I go into more detail about this here

http://all-ontologies-blazing.blogspot.co.uk/2012/11/the-philosophical-significance-of.html

Luther: "illusion of the unity of the word" is a nice turn of phrase. And yes, the 'family resemblance' discussion is all too frequently misread - Suits and Midgley both seem to believe Wittgenstein wanted to say that games are undefinable. But I don't see this as his goal at all - rather, his point is that some definitions are not definitions at all. Thanks for the link!
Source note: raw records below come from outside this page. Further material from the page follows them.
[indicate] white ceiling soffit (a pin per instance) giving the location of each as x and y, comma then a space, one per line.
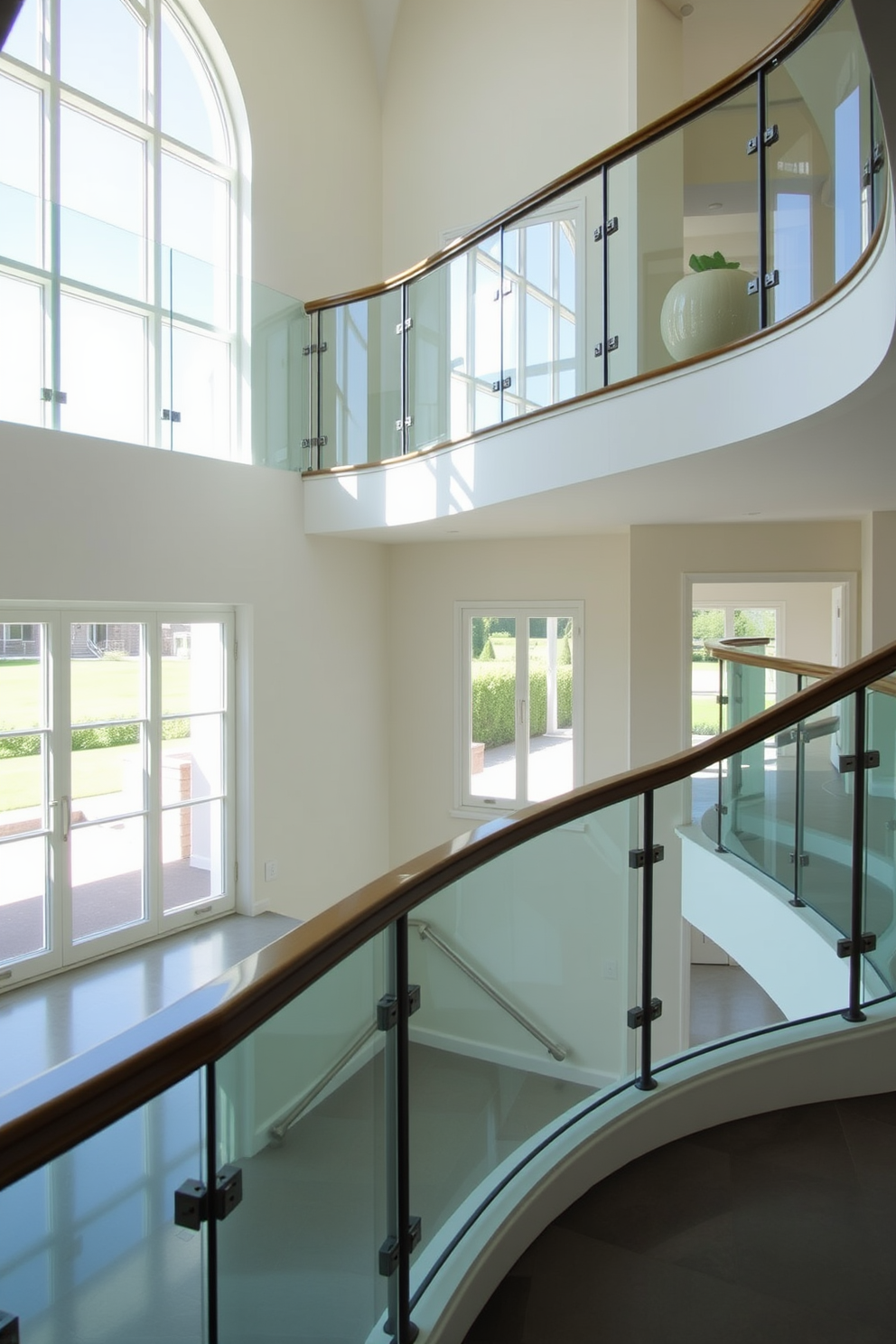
379, 16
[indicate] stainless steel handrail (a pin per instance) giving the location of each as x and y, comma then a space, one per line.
278, 1132
426, 931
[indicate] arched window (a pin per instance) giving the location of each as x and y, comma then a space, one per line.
118, 228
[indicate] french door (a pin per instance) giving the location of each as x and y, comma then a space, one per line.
116, 779
521, 703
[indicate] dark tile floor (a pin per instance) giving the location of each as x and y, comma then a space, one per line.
779, 1227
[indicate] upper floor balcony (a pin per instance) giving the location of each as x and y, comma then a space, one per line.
723, 275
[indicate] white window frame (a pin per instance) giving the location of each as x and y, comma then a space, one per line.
162, 426
465, 803
61, 950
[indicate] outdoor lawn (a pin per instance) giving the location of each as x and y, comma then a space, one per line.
102, 690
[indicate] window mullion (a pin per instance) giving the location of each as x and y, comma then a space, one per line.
154, 781
154, 192
51, 212
523, 708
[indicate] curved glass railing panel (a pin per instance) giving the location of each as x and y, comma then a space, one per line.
90, 1246
518, 1019
301, 1113
714, 226
371, 1082
821, 175
711, 229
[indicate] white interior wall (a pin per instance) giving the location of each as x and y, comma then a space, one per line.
490, 99
722, 35
661, 561
879, 567
308, 79
129, 525
425, 583
807, 617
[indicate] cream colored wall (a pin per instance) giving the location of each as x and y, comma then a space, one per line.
656, 39
425, 583
129, 525
807, 619
720, 36
309, 84
490, 99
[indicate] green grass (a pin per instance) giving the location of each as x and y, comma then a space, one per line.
101, 688
705, 713
96, 771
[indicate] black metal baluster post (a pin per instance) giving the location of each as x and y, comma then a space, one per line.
605, 341
407, 418
799, 808
856, 941
211, 1184
317, 393
720, 806
406, 1330
763, 201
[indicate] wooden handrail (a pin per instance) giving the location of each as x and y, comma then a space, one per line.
51, 1113
625, 383
798, 30
735, 650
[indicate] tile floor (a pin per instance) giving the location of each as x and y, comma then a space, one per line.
777, 1228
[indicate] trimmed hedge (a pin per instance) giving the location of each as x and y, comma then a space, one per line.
86, 740
495, 702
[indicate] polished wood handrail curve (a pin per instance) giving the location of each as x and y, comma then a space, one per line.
798, 30
51, 1113
736, 650
626, 383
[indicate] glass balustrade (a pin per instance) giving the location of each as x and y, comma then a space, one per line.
89, 1247
738, 218
518, 966
301, 1112
363, 1126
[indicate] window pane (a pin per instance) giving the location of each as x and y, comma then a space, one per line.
102, 171
23, 897
493, 707
192, 762
190, 109
550, 707
22, 774
24, 39
21, 154
107, 771
192, 667
196, 289
21, 231
107, 876
22, 696
102, 254
193, 223
192, 850
110, 69
104, 369
107, 672
21, 351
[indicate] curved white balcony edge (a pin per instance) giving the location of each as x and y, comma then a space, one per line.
783, 380
807, 1062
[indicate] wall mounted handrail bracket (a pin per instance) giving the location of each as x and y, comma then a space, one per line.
277, 1132
426, 931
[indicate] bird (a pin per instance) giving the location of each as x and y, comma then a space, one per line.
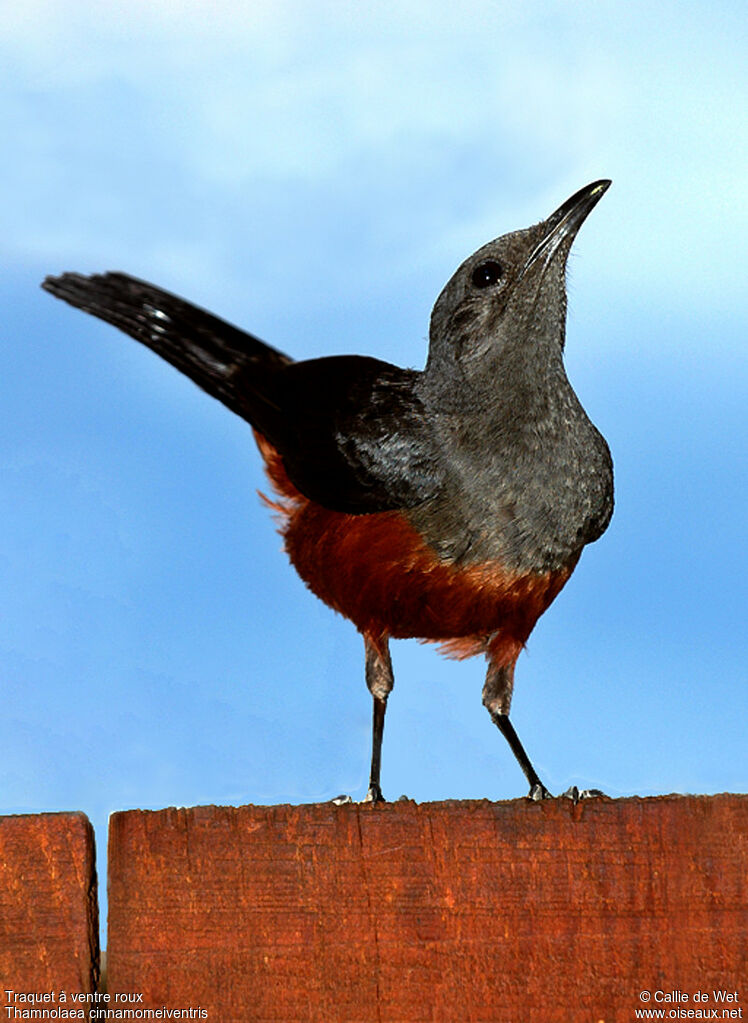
447, 504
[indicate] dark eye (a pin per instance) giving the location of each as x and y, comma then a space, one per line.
487, 273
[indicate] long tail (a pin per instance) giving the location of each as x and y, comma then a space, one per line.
219, 357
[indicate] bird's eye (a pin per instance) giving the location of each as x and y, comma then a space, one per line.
487, 273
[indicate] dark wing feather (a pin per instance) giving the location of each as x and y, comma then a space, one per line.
350, 430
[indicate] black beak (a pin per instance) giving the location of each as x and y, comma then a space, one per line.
565, 222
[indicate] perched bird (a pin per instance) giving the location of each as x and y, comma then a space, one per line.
448, 504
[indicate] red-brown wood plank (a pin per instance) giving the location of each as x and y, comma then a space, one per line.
48, 912
451, 912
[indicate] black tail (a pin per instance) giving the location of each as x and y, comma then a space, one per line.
219, 357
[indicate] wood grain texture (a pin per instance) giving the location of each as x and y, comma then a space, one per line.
48, 912
453, 912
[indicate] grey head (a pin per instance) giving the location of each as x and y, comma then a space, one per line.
504, 307
529, 479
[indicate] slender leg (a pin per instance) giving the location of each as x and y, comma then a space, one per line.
380, 681
496, 700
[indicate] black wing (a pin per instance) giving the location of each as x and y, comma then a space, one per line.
350, 430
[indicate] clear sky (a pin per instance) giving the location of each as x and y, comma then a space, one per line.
315, 172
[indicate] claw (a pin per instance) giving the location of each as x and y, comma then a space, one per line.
575, 795
538, 792
374, 795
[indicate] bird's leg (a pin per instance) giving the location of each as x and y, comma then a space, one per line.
380, 681
497, 699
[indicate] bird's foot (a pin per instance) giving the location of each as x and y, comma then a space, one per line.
538, 792
375, 794
575, 795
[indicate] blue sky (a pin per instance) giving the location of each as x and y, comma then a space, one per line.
315, 173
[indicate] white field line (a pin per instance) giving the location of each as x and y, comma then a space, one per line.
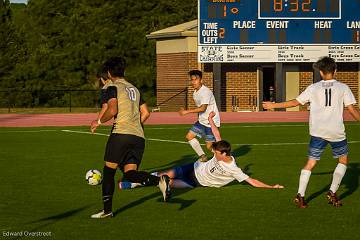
183, 142
30, 131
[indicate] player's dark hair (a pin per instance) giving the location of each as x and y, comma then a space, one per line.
116, 66
222, 146
326, 65
102, 73
195, 73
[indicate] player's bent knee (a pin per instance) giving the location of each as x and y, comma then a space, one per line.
111, 165
310, 164
343, 160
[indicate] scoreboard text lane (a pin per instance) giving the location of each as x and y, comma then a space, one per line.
263, 25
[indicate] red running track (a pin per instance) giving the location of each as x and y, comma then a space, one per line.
84, 119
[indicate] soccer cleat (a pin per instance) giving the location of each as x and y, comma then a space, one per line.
102, 214
203, 158
164, 185
300, 201
333, 199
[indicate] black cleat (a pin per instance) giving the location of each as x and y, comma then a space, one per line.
333, 199
102, 214
300, 201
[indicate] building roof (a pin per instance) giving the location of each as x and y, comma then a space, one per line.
188, 29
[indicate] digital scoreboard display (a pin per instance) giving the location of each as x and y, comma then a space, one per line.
278, 30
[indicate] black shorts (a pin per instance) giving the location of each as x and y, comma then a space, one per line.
124, 149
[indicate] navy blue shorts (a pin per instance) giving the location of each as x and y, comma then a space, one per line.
317, 146
186, 173
203, 132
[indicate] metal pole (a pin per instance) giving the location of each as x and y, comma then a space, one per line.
70, 100
217, 84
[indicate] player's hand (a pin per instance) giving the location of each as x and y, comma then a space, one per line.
268, 105
182, 112
212, 114
94, 124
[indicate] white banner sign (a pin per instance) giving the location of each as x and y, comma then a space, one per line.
272, 53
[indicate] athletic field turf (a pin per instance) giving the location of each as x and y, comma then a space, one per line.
43, 189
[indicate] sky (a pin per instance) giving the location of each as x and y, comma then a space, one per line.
18, 1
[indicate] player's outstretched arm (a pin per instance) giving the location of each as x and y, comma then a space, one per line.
144, 113
288, 104
214, 128
202, 108
354, 112
256, 183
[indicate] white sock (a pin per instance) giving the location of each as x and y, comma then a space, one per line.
338, 174
304, 180
194, 143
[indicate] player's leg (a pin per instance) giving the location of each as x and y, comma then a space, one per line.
196, 130
131, 174
340, 151
209, 138
316, 148
108, 187
111, 158
178, 183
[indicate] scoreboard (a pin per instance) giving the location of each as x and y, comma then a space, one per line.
278, 30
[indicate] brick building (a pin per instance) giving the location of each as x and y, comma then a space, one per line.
237, 86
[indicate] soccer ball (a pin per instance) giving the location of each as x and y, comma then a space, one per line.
93, 177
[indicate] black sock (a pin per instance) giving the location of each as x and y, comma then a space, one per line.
142, 177
108, 187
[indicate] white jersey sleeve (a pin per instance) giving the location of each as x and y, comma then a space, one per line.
214, 173
349, 98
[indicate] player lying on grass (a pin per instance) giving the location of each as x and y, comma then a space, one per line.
217, 172
327, 99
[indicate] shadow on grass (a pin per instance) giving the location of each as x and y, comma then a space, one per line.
241, 151
183, 160
350, 182
173, 200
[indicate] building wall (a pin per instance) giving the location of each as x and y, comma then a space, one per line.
239, 91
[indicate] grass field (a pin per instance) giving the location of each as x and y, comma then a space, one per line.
43, 188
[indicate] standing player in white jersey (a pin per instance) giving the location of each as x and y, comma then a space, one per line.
205, 103
327, 99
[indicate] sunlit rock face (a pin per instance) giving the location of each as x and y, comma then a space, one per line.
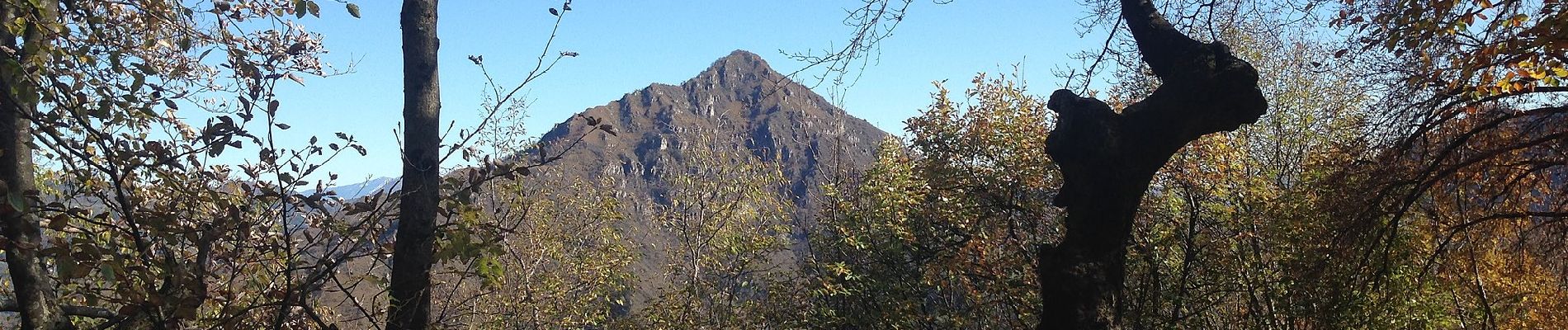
736, 104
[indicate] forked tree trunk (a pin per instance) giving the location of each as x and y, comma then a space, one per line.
414, 249
35, 290
1109, 158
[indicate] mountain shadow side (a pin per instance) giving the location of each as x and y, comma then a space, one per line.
737, 104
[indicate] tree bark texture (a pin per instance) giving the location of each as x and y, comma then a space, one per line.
1108, 160
35, 290
414, 249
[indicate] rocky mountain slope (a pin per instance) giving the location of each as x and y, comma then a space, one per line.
737, 104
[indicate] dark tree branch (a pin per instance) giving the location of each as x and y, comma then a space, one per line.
1108, 160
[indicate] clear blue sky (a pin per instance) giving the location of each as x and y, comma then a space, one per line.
629, 45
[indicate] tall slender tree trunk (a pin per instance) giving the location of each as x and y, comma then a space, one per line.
35, 290
414, 249
1109, 158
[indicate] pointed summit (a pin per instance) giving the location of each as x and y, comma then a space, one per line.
739, 68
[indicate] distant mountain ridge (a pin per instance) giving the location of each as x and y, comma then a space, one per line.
780, 120
736, 104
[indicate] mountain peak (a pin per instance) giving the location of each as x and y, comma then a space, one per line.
740, 63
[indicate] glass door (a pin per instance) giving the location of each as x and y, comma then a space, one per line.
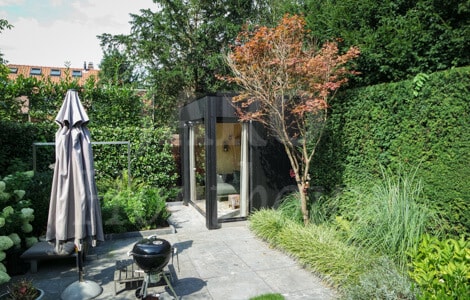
197, 166
232, 189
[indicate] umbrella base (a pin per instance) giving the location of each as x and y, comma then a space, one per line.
82, 290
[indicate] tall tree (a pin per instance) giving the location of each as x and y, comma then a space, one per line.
116, 68
287, 85
4, 25
178, 46
397, 38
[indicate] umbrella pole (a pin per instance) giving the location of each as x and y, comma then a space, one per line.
80, 265
81, 289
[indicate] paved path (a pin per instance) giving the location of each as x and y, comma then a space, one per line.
222, 264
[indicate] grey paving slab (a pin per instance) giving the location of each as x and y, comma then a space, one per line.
227, 263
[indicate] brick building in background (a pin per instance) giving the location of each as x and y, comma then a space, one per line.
56, 74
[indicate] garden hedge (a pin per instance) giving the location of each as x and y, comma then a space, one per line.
151, 152
422, 123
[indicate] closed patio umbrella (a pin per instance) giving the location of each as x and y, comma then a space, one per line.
74, 210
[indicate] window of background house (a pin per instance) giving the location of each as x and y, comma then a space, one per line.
35, 71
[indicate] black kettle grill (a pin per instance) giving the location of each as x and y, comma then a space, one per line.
151, 255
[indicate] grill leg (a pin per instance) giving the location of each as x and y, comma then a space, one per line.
141, 293
168, 283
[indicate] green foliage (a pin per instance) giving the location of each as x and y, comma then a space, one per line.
386, 125
134, 207
382, 281
317, 247
357, 273
390, 220
151, 156
16, 146
39, 192
441, 268
398, 39
290, 207
178, 48
113, 106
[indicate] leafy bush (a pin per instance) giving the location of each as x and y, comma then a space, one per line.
357, 273
151, 155
16, 231
39, 192
392, 125
390, 220
317, 247
382, 281
134, 207
441, 268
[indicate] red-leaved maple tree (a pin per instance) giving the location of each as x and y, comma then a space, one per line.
287, 85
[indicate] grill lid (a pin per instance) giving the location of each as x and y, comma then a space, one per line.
152, 246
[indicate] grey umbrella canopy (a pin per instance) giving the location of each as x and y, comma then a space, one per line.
74, 211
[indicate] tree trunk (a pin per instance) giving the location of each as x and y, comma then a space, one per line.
303, 201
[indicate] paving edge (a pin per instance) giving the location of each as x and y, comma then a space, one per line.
141, 234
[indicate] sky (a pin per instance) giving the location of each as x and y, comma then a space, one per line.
53, 32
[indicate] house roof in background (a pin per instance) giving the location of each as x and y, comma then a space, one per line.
56, 74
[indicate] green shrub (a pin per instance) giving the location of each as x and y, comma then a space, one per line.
39, 192
290, 207
151, 155
358, 274
317, 247
391, 125
390, 220
441, 268
134, 207
382, 281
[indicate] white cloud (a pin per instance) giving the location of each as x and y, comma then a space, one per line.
52, 42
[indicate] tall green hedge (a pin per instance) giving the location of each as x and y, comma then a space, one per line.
151, 153
421, 123
16, 146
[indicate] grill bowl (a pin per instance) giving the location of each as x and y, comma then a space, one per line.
151, 254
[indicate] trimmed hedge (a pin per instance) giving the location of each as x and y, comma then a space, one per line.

I've posted a comment there, and added you to my "Other Curiosities" here.

All the best!

Games are undefinable, if by a definition one wants a set of necessary and sufficient conditions or some such thing. And that does come out of what LW said, but it is not what LW was saying. LW's point about games was an analogy for language - it was his new answer to "the great question that lay behind all these considerations" (PI: 65). Not some side-point, albeit profound.

I just put up a new piece on this called "The Use of the Word "Game". It's mostly pictures :)

In the original set of comments PROFANITY still remains. The profanity is still here. I suggest that it be removed. It really detracts from my scholarly paper. It was “cute” in 2006, it is problematic in 2020. So I ask the moderator to remove the one profanity-laden comment.
Thanks,
Robert H. Rempe, Ph.D.

Hi Robert,
It is actually not that easy to make changes to one of 8,000 comments without any internal search facility! :) But I believe I have found the offending text, and I have censored the profanity within it.

Hope this suffices,

Chris.

Thanks for the removal of the profanity.